La série aborde sans détour la médiumnité infantile. On découvre que sa mère prenait son talent pour un trouble psychologique et lui faisait prendre des cachets. À l’inverse, Allison accompagne ses filles dans la découverte de leur capacité qui se manifeste bien différemment selon les âges. Et avec toute la difficulté que ça implique. La série montre que tous les parents composent du mieux qu’ils peuvent, avec le bagage qui est le leur.
Les fragilités du médium
Allison n’est pas de ces médiums surpuissants et infaillibles. Ni de ces héros constamment tourmentés. Elle reste profondément humaine.
Il lui arrive de boire 2 ou 3 bières pour se couper des défunts. Elle ressent parfois le besoin d’anesthésier sa capacité. Chaque médium embrasse quelquefois ce qui lui permet de couper un peu. De la façon la plus sage pour ceux qui sont dans l’acceptation à la plus destructrice pour les plus tourmentés.
Allison peut être émotionnellement submergée par ses prémonitions les plus effrayantes, lorsque celles-ci sont personnelles. Ce qui l’angoisse et la rend pénible. Quel médium ne plaidera pas coupable sur cet aspect très touchy de notre capacité à entrevoir l’avenir ?
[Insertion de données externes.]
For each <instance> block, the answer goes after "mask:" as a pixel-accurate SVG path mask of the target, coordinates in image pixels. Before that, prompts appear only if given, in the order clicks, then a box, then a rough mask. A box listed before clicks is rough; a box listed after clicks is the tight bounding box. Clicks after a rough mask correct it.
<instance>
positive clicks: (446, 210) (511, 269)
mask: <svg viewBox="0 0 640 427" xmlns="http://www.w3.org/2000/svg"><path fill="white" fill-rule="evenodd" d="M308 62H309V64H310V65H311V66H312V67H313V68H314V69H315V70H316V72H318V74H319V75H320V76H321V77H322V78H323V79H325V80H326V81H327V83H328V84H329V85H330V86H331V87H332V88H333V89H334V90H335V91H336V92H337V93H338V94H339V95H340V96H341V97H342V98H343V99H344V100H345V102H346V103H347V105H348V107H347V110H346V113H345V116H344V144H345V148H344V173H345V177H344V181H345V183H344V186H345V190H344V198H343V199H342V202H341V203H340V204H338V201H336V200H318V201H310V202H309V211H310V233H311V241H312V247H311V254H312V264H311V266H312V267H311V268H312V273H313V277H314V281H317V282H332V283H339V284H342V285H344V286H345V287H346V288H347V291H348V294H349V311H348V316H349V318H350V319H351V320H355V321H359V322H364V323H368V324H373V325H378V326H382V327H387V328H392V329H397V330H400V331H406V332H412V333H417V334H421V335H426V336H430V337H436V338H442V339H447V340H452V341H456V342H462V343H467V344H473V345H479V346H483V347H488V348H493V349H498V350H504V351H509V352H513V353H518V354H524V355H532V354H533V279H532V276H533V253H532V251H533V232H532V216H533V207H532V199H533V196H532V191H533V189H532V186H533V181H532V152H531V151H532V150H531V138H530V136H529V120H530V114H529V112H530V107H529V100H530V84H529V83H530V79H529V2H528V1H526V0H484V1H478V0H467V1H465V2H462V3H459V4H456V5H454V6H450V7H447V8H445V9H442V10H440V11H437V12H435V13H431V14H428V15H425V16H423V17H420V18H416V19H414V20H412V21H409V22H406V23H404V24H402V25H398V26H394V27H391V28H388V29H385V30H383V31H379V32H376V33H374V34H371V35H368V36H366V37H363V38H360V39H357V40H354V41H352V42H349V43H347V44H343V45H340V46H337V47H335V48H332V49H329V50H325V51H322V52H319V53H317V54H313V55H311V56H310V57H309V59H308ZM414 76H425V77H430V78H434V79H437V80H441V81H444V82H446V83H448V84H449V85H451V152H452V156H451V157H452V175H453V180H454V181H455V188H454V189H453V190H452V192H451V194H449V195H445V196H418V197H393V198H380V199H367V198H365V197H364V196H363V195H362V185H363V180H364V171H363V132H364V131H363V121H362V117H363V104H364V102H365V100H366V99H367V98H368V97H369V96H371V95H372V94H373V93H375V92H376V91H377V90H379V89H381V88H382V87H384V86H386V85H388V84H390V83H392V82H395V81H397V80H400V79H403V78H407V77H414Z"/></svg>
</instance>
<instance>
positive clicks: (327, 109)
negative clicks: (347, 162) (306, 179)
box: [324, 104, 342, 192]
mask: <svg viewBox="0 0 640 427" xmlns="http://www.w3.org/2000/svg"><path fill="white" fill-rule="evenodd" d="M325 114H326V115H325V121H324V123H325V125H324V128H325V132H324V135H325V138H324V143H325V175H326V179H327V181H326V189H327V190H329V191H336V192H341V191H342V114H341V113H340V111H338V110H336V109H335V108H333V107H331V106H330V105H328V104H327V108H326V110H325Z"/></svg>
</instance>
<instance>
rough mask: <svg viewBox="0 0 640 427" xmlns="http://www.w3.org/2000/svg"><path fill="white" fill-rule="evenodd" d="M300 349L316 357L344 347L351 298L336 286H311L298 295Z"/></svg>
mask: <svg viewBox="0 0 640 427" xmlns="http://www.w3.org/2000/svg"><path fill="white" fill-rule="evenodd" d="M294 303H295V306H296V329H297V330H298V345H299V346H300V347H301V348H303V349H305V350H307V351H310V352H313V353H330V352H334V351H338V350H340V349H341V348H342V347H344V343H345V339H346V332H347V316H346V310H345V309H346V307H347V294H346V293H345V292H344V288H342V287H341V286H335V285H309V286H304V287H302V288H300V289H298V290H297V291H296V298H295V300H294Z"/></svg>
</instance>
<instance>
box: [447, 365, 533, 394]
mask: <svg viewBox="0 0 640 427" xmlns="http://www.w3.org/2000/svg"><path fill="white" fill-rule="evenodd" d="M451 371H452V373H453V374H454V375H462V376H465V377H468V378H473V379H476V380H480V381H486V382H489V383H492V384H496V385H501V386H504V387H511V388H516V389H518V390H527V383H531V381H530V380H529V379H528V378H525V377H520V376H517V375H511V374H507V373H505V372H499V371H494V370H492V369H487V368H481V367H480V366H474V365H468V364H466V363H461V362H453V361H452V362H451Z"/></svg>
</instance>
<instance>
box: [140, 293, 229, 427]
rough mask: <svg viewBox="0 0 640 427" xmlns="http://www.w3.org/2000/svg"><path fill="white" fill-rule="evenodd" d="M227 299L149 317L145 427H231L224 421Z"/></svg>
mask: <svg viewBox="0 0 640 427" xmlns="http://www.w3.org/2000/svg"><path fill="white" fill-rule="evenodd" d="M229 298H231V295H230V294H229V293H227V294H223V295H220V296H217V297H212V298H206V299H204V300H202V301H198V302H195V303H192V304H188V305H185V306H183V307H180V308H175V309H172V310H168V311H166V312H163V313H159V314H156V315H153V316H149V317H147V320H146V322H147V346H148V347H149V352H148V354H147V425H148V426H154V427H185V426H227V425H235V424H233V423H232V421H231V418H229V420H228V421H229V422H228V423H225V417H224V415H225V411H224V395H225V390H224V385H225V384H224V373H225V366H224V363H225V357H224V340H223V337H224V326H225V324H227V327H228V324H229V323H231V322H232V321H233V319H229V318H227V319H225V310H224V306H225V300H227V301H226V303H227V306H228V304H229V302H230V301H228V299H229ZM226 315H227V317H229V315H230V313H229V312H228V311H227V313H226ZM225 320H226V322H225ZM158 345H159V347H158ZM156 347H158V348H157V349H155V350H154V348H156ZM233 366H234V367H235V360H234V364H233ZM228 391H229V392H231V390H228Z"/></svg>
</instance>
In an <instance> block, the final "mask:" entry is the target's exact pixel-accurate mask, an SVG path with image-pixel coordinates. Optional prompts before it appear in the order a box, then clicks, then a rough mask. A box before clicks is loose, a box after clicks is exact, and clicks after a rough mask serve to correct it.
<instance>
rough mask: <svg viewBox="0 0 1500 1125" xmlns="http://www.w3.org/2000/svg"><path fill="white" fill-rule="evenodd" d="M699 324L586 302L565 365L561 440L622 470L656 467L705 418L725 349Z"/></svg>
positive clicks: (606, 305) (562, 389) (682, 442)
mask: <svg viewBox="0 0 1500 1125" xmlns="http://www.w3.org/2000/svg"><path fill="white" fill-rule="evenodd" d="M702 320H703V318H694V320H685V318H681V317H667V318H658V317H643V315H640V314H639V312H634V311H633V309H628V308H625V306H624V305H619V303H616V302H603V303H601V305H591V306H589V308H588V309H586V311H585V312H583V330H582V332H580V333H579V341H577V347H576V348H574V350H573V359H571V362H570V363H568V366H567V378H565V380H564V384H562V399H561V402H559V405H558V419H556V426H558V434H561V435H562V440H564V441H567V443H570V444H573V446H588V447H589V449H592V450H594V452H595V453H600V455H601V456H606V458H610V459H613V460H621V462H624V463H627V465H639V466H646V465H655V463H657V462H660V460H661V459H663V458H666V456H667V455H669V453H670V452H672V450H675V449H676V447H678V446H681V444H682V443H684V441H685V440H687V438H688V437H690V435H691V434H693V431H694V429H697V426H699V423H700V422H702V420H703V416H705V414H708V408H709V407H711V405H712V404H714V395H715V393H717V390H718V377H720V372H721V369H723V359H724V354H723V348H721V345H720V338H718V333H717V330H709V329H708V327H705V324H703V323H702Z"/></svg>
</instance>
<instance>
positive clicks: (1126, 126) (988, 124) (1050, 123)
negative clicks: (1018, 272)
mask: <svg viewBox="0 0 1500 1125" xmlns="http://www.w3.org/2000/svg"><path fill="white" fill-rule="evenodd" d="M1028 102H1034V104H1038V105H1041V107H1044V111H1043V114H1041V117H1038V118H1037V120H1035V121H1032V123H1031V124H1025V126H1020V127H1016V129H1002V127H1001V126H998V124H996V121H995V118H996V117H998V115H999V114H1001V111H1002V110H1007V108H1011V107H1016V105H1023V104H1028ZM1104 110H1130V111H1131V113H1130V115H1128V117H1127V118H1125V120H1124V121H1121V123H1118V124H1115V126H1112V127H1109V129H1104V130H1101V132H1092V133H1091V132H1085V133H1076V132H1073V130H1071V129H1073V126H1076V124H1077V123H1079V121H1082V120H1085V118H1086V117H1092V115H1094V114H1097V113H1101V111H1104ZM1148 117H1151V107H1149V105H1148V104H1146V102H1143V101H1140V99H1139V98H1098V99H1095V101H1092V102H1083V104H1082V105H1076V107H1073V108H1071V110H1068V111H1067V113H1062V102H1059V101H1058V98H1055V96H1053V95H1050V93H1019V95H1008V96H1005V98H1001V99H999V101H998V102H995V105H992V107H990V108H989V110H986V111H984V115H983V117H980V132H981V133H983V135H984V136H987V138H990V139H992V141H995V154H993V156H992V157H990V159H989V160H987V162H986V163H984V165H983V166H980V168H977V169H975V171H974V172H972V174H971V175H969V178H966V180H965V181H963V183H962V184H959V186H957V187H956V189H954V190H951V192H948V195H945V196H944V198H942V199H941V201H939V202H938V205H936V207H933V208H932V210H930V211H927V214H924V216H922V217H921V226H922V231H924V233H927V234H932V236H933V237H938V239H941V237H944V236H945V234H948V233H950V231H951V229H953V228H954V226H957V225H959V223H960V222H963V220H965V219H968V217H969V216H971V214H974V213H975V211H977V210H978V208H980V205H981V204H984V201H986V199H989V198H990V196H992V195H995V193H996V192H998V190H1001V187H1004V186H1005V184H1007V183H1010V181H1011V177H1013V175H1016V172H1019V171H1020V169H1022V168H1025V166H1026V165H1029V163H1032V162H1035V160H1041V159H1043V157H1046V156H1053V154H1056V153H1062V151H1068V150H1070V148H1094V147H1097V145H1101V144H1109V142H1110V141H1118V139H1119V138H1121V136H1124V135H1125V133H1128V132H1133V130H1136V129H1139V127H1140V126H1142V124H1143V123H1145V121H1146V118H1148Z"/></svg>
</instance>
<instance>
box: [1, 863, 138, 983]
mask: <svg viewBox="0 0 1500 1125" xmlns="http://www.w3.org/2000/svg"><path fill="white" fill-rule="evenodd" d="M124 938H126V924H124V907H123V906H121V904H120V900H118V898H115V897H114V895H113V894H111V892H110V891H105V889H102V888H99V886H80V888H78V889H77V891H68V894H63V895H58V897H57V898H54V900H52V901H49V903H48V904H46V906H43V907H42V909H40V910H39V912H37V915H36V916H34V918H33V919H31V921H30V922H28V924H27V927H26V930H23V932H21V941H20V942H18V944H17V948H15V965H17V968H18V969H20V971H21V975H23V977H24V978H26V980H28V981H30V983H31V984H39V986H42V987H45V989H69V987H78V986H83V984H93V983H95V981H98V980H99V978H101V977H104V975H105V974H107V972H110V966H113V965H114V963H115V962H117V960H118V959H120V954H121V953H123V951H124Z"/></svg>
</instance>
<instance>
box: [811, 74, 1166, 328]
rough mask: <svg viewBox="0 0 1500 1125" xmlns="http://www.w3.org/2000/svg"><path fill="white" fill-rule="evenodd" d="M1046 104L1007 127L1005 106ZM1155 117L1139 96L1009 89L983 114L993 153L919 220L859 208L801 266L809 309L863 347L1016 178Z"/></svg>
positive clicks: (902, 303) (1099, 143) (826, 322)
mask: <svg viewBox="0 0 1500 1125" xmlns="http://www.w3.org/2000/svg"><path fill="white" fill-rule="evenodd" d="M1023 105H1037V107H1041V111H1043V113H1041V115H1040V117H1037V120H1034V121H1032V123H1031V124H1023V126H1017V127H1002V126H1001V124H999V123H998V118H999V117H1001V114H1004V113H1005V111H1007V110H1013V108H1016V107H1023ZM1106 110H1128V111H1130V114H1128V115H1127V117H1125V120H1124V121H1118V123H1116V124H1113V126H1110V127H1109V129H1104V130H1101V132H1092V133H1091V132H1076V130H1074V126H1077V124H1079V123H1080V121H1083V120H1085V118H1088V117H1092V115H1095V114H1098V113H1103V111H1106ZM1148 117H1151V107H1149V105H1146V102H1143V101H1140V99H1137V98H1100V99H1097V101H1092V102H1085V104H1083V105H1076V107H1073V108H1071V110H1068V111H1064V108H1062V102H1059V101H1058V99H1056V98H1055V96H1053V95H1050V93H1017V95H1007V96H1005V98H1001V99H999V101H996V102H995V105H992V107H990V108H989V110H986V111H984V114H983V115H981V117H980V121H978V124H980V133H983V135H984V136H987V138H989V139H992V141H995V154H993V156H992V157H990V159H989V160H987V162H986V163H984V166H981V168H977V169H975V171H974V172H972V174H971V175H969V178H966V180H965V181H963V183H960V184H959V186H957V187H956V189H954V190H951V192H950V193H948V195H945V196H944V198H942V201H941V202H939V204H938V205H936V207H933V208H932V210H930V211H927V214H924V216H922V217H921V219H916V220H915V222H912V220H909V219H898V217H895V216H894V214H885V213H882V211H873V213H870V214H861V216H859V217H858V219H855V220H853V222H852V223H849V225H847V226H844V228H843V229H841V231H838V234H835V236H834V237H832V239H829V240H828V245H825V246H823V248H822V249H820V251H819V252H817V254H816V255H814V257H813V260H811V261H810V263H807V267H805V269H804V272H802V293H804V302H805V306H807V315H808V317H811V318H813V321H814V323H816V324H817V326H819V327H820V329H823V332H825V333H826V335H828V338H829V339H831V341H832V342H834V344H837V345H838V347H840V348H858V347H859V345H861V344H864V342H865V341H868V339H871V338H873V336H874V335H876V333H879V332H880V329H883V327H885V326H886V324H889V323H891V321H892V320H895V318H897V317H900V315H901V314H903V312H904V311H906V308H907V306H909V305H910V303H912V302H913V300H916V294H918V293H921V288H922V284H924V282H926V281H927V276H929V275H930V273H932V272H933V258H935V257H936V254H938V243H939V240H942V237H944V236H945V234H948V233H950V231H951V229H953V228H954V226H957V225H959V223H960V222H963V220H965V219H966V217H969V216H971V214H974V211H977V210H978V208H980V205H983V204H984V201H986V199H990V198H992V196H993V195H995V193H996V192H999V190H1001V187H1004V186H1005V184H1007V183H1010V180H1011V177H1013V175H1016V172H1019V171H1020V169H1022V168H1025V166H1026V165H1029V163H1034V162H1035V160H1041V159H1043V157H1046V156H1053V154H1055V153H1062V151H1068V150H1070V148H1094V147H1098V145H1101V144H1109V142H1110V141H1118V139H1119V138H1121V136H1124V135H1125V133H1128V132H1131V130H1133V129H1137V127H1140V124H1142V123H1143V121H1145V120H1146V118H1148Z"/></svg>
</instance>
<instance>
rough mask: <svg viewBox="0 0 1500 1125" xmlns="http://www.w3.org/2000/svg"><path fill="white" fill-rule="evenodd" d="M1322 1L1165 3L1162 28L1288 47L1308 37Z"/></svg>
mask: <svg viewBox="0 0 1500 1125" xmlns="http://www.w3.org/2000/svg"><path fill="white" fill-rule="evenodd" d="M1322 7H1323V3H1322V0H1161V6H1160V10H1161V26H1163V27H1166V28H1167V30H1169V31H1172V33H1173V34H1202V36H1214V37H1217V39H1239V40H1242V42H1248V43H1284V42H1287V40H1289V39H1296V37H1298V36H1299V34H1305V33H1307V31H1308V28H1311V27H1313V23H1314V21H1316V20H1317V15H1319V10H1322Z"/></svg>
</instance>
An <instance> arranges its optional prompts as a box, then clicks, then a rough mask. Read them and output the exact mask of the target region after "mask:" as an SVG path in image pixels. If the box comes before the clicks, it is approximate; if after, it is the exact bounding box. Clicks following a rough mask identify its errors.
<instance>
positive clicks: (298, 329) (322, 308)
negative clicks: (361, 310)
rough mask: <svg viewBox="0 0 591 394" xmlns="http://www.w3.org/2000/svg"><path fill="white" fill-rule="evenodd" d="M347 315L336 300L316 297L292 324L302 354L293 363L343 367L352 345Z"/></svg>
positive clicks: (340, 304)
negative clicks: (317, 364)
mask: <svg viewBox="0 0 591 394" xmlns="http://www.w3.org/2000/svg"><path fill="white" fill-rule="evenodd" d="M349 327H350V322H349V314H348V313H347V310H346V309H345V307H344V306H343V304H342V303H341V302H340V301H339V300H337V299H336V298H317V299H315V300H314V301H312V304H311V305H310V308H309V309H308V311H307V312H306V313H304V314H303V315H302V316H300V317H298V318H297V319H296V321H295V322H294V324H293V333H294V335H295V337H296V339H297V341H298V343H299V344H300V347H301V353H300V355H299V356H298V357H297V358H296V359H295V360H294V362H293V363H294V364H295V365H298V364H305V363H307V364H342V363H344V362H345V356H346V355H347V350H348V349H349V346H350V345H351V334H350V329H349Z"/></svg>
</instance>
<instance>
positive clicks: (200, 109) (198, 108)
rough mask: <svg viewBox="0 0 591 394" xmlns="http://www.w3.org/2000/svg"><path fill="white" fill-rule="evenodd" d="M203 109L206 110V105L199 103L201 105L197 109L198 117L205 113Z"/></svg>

Allison Dubois est, comme moi, née dans les années 70. Les difficultés avec sa mère lorsqu’elle était enfant et le peu de personnes avec qui échanger sur sa particularité montrent comme il a pu être plus compliqué pour les médiums de notre génération de nous construire avec un entourage fermé ou sans communauté avec laquelle partager, comme ce fut le cas ensuite avec l’arrivée d’Internet dans les foyers.
En conclusion
S’il est bien plus excitant de suivre les aventures de fictions plus fantaisistes, la série Medium reste une référence précieuse pour quiconque souhaite comprendre la réalité de la médiumnité. Elle « déstigmatise » cette capacité en montrant qu’elle peut s’intégrer à la vie quotidienne en tout équilibre et qu’aucun folklore ne lui est nécessaire. L’absence d’effets spéciaux montre d’ailleurs la volonté de retranscrire le plus fidèlement les perceptions et les intuitions d’Allison.
D’autres personnages de fiction absolument passionnants montrent à merveille cette capacité d’une manière tout aussi réaliste, mais ils seront le sujet d’autres articles.